A clatter arose in the hallway as Matthew called out, “I say, Kettering, are you still there with Miss Lindsay?” Thank God for Matthew’s warning.
“I’ll come to you later tonight, if it’s what you want,” he whispered quickly to Blaire.
“Please,” she replied, then sprang away from him.
“I was extolling your celestial knowledge to young Master Brannock.” Matthew entered the great hall with MacQuarrie and Blaire’s brothers trailing behind him. “He’d very much like for you to point out Orion’s two hunting dogs, James.”
That didn’t seem like the best idea with two rogue vampyres on the loose. James stepped to the window and peered out. Darkness had just fallen. “It appears a bit cloudy.” He shot Matthew a look.

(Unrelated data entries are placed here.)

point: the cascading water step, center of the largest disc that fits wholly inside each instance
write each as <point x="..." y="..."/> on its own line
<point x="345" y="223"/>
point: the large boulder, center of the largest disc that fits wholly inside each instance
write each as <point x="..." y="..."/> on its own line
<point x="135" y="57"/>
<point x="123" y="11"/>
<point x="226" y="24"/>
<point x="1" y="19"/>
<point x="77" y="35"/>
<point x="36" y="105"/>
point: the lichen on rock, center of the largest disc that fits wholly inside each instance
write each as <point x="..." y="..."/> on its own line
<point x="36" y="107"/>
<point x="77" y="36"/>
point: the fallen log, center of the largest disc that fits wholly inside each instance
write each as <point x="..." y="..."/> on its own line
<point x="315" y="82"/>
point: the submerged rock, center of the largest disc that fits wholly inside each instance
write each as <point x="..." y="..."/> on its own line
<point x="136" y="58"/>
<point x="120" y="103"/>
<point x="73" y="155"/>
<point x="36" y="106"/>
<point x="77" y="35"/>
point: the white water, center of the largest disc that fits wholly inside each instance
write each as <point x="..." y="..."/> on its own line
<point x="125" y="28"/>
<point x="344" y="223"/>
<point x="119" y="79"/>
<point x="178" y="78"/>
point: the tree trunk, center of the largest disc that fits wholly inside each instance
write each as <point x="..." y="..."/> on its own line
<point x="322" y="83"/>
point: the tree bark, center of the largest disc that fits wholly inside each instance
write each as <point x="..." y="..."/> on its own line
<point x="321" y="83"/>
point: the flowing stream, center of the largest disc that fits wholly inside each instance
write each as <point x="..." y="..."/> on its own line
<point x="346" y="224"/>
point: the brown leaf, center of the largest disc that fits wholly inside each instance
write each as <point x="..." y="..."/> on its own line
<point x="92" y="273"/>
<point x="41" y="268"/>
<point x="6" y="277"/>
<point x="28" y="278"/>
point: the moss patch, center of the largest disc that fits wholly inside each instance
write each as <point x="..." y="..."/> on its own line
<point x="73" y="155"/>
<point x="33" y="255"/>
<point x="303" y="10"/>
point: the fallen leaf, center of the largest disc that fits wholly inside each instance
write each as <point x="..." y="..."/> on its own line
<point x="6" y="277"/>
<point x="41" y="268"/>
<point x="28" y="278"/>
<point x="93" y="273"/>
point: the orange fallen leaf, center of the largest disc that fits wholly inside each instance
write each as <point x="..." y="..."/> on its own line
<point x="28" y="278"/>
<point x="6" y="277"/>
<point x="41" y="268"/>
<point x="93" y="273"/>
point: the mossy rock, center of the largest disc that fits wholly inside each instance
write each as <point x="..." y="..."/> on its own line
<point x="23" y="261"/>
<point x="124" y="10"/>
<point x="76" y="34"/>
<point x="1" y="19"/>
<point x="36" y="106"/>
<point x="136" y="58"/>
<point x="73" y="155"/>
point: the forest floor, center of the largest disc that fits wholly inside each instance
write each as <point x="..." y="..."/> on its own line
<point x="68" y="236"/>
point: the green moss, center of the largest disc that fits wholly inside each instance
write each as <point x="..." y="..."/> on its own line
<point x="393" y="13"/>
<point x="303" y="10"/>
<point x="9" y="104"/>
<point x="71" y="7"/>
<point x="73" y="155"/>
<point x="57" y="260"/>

“They’re not nearby,” Matthew said so quietly that only James could hear it. “I’d sense Sarah if they were.”
“Nonsense!” Alec MacQuarrie announced as he peered out a different window. “All looks clear to me.”
Though they were looking for different things, weren’t they?
James glanced again at his maker, looking for reassurance and Matthew nodded. “Miss Lindsay doesn’t seem the sort who will want to spend her days hiding, James.” The earl’s voice only reached his ears.
The man did have a point. He couldn’t let Sarah and Trevelyan dictate his every move for the rest of eternity. James smiled at Brannock Lindsay. “Orion’s hunting dogs? Did you know they are forever chasing a rabbit across the night sky?”